Code of end to end unsupervised neural HMM described in our paper: https://arxiv.org/abs/1609.09007
Unsupervised Neural Hidden Markov Models
Ke Tran, Yonatan Bisk, Ashish Vaswani, Daniel Marcu, and Kevin Knight
Workshop Structured Prediction for Natural Language Processing, EMNLP 2016
To run the code, you need
- Torch
- lua-utf8, which can be installed easily
luarocks install luautf8
- cudnn.torch
- You can enjoy some speed up if you use
cudnn.LSTM
instead. However, we see better performance when using Justin's LSTM implementation. This is probably due to parameter initialization, which is sensitive in unsupervised learning.
This code is inspired by Edward. Each Model file (e.g EmiConv.lua
, FFTran.lua
) has API log_prob
that returns the log probabilities. These log probabilities of prior, emission, and transition then will be passed to inference module (BaumWelch) that computes the posteriors.
- tokenized, replace all digit by 0 (e.g
tr '0-9' 0
) - DO NOT lowercase
- one sentence per line
File main.lua
is the main script to train and evaluate an unsupervised neural Hidden Markov Model.
To train the full version of NHMM + Convlutional Character Emission + LSTM Transition, run
$ th main.lua -datapath ../wsj -nstates 45 -niters 20 \
-hidsize 512 -mnbz 256 -nloops 6 -cuda -maxlen 81 \
-nlayers 3 -modelpath ../save -model lstmconv -conv -lstm
The option -lstm
indicates using LSTM transition, and -conv
indicates using Char-CNN emission.
This code is heavily optimized, you can train it using very long sentences. -maxlen
option is used to specify maximum sentence length you want to use.
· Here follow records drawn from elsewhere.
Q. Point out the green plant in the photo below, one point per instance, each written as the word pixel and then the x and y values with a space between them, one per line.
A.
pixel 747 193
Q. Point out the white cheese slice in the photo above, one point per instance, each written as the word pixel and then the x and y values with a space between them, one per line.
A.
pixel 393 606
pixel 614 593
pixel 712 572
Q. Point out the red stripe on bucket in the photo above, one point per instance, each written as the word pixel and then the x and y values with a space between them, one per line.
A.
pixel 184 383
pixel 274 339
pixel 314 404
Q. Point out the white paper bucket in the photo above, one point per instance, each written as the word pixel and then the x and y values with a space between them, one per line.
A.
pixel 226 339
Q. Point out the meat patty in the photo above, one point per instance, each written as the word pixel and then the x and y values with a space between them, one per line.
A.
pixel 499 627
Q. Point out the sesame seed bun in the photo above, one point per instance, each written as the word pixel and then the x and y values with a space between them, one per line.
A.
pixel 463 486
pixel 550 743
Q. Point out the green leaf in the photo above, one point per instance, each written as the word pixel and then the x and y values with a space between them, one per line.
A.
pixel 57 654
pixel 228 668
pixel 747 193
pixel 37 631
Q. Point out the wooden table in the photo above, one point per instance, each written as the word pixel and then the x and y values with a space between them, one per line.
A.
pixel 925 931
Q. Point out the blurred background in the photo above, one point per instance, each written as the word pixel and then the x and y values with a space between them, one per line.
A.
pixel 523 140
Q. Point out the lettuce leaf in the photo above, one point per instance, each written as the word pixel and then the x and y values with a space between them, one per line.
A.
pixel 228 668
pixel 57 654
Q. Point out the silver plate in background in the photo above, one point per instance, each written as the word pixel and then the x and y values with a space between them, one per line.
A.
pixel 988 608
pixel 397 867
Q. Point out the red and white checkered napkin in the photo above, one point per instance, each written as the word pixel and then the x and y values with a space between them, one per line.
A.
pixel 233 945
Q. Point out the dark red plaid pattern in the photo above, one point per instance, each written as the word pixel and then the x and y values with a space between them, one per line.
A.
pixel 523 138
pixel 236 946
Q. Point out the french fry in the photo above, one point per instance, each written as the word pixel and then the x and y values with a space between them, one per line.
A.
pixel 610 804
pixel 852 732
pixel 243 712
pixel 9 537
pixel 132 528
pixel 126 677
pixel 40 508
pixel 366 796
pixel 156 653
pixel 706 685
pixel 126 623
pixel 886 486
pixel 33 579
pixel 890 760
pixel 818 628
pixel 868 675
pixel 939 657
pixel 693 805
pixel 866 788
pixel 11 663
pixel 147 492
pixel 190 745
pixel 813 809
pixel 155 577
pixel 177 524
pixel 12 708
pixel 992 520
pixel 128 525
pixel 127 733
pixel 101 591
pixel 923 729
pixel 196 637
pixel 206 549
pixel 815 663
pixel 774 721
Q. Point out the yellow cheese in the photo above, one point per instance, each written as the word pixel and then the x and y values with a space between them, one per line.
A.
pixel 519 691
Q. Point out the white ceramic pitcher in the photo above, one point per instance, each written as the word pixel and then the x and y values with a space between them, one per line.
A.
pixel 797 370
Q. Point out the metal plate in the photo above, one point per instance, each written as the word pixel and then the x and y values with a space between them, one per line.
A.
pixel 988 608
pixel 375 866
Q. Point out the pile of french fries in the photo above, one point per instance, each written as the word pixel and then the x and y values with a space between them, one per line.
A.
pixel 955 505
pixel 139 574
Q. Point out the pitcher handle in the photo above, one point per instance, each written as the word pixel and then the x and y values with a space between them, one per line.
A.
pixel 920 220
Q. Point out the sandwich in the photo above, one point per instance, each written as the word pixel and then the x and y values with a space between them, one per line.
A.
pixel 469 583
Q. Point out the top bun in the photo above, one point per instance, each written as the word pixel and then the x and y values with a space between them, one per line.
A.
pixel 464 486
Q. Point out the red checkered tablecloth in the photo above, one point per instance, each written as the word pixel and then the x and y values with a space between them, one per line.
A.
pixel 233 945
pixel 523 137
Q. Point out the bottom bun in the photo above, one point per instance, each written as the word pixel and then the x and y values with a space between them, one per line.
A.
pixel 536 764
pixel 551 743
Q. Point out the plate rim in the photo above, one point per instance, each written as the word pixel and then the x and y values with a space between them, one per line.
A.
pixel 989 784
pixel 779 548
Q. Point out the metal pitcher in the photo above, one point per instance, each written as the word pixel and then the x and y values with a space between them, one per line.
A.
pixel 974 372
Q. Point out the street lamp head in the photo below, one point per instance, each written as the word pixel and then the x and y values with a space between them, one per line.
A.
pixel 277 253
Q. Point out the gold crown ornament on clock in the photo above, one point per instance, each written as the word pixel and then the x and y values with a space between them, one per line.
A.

The loader will automatically re-arrange data in to batches of length 20, 40, 60, and 80 (when -maxlen 81
is on).
For evaluation, assume that you have a trained model file ../save/nhmm.iter19.t7
, you can perform tagging by
$ th main.lua -datapath ../wsj -nstates 45 -hidsize 512 \
-nlayers 3 -cuda -model ../save/nhmm.iter19.t7 -conv -lstm \
-input your_text_file.txt -output -tagged_file.txt
If -cuda
is provided, the model will use GPU. For the Char-CNN (-conv
option), you have to use GPU.
Since unsupervised models are sensitive to initialization, ideally you would like to run a dozen (or even hundreds) instances of the NHMM and pick the best instance based on likelihood for testing. This is rather expensive. We find that the final likelihood (at the last iteration) highly correlates with the likelihood at the first iteration among different runs. Therefore, we introduce a trick called probing. Essentially, we will run the first iteration for nprobes
times. Each time, all the parameters are reset and we use different random seeds. After nprobes
runs, we pick the run that gives the highest log-likihood to continue. Setting nprobes
to 5 usually produces good results.
NOTE: We didn't use this trick in our paper. If you do not have development data to evaluate your model, using probing is strongly advised.
Another trick to get good performance is adding gradient noise (https://arxiv.org/abs/1511.06807). We didn't use this trick in our paper, but empirically we find that adding gradient noise often gives stable and good performance.
The evaluation script was prepared by Yonatan Bisk. It's quite self contained. It expects data in the format of one sentence per line with tags whitespace separated.
$ python eval.py predicted_tagged.txt gold_tagged.txt
We use cutorch 1.0 in our experiments. Need to make this code compatible for last cutorch.